The numbers indicate the number of times each word occurs in the document; as might be expected, "the" is most common. We can also see how often the names of our hero and heroine appear:

print(fd['elizabeth'], fd['darcy'])
634 417



Part 3: Your Turn

Your assignment is do experiments like what we did above, but for some text that appeals to you (except don't use Pride and Prejudice. You don't have to follow this in detail; the goal of this lab is for you to learn a bit of Python, see how it can be used for text analysis, and have some fun along the way.

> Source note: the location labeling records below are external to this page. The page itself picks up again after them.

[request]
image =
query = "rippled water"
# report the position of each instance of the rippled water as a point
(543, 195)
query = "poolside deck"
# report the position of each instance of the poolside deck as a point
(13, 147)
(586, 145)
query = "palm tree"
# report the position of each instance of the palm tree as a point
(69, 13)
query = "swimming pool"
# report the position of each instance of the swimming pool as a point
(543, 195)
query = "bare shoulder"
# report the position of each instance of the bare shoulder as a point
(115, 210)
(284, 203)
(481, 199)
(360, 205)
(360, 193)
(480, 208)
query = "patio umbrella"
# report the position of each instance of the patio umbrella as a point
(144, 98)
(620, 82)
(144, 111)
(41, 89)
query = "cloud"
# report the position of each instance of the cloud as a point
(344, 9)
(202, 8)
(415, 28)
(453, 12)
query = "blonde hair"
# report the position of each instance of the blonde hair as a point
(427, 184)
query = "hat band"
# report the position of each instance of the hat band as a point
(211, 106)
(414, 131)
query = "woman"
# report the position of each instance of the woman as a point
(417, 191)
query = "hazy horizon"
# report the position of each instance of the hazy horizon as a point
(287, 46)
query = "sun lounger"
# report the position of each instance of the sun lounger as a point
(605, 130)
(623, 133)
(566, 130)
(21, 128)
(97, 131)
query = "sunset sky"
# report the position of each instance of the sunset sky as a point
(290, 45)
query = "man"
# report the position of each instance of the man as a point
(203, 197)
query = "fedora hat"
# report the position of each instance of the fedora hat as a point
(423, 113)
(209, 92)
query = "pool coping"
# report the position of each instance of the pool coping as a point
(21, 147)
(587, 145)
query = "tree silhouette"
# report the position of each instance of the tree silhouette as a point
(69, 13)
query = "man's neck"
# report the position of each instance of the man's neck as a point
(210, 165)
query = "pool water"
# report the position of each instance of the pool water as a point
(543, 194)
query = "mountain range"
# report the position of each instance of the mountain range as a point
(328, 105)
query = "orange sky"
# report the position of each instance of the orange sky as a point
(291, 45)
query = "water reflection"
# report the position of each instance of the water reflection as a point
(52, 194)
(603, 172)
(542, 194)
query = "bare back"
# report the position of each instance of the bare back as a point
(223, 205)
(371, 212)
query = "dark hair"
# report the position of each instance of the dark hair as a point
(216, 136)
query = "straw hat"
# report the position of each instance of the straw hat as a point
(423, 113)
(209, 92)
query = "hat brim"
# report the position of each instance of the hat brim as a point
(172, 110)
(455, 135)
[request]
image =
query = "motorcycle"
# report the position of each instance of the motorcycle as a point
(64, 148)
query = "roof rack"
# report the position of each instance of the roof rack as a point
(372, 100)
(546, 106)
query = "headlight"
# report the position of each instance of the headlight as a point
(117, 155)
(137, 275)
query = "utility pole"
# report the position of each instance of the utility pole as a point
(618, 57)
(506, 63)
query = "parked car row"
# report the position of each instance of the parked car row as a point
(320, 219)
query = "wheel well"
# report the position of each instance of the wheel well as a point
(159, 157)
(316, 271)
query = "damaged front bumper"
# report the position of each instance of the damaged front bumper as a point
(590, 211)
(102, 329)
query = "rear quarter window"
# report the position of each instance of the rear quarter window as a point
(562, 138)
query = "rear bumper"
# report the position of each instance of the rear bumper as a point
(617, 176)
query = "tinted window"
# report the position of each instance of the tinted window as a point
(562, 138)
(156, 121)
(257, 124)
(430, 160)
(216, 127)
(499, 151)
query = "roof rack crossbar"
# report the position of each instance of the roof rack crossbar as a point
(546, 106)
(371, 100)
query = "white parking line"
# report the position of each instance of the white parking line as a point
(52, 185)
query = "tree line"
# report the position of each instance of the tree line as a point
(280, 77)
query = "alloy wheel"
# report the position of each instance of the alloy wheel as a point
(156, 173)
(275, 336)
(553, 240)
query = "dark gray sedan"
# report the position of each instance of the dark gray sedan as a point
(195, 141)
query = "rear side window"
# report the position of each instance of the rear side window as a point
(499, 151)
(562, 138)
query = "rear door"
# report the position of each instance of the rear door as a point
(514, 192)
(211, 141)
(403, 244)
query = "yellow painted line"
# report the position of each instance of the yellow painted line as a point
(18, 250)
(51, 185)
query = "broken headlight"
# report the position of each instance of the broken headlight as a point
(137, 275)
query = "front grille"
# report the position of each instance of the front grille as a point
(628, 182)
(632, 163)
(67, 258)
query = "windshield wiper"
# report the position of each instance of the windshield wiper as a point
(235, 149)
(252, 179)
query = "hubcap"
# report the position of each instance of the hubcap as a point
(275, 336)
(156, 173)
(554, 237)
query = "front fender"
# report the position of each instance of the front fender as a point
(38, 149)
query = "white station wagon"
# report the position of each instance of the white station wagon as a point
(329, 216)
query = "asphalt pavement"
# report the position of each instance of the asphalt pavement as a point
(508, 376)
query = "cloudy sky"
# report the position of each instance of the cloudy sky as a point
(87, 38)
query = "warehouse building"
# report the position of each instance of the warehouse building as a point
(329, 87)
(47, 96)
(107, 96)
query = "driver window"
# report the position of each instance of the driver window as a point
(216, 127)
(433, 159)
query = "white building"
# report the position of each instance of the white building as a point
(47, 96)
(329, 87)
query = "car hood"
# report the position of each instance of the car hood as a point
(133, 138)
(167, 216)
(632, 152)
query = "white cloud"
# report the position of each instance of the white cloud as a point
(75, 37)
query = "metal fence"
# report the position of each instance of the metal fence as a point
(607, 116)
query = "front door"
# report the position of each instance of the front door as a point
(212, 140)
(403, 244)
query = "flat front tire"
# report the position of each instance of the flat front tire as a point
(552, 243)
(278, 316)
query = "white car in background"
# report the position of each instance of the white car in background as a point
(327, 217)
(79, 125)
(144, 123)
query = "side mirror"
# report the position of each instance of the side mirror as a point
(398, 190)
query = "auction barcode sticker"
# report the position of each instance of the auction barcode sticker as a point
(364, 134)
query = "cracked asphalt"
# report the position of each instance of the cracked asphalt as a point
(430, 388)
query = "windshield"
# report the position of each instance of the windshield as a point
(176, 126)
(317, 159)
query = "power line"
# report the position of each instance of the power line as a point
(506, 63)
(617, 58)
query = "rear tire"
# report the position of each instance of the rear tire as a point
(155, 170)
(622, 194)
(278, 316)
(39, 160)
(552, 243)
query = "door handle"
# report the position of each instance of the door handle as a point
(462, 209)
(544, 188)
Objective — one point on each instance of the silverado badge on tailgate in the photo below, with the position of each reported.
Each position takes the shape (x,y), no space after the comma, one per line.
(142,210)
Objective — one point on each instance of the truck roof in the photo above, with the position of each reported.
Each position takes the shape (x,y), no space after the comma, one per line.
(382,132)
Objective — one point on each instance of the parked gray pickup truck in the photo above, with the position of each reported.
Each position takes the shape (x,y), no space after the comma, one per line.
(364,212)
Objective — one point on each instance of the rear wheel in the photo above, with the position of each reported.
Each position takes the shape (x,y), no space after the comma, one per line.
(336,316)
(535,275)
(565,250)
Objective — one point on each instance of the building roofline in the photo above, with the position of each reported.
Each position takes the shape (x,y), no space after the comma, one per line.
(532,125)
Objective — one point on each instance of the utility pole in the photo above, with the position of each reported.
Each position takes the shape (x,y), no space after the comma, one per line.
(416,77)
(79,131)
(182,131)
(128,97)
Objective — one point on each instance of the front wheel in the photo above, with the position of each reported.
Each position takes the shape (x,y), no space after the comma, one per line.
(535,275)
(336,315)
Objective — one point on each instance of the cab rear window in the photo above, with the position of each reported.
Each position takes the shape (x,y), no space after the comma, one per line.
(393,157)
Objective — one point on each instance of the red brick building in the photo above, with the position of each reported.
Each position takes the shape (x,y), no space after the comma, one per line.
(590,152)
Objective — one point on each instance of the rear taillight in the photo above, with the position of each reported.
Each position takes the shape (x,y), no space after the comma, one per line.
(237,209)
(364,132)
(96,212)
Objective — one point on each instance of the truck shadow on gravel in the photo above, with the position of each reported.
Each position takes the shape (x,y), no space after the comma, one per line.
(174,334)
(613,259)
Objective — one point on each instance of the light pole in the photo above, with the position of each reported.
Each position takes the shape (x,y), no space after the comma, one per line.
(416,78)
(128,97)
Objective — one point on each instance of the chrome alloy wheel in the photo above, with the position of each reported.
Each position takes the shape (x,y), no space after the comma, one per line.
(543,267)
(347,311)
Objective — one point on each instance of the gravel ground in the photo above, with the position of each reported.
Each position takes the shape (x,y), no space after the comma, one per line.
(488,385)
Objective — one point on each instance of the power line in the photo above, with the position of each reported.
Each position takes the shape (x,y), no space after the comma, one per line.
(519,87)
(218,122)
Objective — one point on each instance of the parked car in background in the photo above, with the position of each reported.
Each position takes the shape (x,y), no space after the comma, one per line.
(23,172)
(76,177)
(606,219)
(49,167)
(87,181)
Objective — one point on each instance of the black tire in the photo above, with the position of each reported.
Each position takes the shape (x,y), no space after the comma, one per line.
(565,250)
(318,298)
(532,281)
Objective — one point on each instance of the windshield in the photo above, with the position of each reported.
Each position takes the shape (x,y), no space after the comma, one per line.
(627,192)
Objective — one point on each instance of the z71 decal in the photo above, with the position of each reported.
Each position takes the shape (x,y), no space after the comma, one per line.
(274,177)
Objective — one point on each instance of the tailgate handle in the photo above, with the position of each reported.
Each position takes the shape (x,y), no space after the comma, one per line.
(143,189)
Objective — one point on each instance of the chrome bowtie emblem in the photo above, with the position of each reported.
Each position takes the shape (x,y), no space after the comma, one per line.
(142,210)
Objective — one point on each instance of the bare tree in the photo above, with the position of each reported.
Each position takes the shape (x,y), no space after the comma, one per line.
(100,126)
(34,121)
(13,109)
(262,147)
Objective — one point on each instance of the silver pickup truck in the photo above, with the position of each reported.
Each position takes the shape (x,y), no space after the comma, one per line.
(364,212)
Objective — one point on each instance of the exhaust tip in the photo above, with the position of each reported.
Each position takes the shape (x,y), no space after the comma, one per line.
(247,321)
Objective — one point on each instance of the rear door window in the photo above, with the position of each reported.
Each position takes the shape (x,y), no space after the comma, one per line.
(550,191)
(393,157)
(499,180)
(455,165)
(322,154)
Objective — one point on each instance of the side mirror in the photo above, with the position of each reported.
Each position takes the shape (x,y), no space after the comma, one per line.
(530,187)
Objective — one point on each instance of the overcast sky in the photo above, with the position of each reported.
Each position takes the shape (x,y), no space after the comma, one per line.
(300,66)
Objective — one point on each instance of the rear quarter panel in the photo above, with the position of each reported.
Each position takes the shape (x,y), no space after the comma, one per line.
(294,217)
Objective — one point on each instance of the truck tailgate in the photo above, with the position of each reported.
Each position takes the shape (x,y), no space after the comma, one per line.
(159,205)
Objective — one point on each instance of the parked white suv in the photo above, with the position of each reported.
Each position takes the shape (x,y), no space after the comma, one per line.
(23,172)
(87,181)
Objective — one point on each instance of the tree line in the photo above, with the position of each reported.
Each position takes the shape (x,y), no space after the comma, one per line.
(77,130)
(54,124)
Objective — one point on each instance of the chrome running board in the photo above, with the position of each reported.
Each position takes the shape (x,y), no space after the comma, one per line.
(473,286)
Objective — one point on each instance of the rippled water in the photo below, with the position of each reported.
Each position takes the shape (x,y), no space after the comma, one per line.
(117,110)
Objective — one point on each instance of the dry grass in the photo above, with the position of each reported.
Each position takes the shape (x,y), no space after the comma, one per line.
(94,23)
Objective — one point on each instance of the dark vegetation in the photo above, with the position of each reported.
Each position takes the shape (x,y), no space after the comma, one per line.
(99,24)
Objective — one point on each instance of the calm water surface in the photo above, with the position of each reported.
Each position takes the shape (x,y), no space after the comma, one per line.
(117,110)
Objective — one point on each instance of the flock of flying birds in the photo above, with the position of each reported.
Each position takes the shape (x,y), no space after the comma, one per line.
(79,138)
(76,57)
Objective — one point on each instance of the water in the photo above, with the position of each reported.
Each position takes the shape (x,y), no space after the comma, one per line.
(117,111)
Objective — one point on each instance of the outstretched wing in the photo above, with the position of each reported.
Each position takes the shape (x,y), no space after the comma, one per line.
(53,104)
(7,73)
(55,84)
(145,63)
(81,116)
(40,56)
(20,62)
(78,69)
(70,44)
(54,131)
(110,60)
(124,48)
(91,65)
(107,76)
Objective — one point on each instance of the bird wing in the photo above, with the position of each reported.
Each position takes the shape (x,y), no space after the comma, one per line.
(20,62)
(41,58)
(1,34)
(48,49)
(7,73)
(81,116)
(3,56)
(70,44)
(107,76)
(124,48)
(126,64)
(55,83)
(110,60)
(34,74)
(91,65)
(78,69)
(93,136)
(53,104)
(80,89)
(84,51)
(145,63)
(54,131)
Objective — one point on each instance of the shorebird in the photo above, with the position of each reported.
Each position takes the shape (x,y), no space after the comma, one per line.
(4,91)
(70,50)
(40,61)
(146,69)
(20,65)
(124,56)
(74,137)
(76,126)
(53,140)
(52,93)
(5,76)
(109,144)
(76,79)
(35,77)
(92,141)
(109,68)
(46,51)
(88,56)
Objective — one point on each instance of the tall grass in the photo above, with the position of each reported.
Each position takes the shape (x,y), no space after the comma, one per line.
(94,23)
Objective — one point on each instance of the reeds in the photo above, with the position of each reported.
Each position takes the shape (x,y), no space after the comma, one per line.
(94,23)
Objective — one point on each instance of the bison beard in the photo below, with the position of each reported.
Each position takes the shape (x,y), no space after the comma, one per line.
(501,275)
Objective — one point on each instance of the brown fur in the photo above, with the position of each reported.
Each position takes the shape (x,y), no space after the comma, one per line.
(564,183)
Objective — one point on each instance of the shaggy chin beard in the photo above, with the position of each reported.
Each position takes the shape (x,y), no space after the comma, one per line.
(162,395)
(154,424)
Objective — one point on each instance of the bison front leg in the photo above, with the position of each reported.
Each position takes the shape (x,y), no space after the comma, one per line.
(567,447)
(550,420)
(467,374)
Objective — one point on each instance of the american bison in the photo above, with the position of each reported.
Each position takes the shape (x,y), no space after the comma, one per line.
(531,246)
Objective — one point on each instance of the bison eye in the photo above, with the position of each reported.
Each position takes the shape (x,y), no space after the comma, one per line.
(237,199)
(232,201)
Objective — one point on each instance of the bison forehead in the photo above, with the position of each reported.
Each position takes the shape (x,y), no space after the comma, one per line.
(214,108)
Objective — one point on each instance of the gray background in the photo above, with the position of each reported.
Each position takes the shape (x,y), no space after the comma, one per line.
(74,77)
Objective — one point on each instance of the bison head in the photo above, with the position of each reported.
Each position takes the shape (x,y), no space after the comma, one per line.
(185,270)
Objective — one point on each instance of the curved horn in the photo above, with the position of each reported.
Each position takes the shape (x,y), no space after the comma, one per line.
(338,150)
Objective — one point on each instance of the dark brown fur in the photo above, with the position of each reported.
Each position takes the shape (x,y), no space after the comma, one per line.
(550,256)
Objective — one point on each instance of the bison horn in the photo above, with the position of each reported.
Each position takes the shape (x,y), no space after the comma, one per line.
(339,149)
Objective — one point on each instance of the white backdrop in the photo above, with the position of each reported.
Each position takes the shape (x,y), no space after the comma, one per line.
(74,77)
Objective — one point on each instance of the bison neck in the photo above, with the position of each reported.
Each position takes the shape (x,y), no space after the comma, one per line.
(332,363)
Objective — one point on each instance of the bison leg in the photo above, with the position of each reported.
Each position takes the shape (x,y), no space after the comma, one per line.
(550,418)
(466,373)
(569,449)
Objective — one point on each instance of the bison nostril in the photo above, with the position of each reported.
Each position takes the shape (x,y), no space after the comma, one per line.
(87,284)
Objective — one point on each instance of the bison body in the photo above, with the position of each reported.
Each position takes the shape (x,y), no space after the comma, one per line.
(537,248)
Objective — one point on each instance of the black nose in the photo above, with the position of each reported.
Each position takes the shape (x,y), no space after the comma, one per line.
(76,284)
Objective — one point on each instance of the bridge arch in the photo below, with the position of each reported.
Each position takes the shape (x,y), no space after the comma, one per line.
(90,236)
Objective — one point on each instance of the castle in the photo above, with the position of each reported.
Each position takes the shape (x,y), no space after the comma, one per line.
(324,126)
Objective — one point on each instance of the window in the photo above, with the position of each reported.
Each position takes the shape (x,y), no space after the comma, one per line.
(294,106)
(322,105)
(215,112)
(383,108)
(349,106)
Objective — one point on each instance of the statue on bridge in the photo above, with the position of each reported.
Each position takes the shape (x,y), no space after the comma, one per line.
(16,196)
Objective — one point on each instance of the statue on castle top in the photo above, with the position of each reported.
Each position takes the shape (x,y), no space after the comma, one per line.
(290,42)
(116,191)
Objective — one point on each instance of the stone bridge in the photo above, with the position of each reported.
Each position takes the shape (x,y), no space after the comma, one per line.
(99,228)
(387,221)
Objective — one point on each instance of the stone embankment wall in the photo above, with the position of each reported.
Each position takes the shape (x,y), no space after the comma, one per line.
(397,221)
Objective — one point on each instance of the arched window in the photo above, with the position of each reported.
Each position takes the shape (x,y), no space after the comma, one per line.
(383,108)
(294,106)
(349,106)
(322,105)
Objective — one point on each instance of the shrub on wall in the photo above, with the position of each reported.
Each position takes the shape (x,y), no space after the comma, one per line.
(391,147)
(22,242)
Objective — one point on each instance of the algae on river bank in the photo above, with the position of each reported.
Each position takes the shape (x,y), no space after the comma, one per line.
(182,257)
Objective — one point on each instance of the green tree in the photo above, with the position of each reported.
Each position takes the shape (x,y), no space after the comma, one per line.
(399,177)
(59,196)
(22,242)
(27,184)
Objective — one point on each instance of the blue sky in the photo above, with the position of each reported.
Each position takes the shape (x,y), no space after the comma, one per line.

What else can you do that isn't listed here? You might look at the NLTK book again for inspiration. Chapter 1 includes several ideas that we did not look at above, including the functions similar and common_contexts in section 1.3 to list words that appear in similar contexts, and a computation of unusually long words in section 3.2. There are also more frequency distribution functions in section 3.4.

 


Part 4: Finishing up

Save your Colab notebook in a file called lab6.ipynb, using File / Download .ipynb. The .ipynb file should not be too large, say no more than a megabyte. To save space, delete the outputs of the various code sections before you download, since they can be recreated by re-running your code. We will experiment with your experiments by running your notebook, so please make sure it works smoothly for us. Get a friend to run through yours to see if it works for him or her.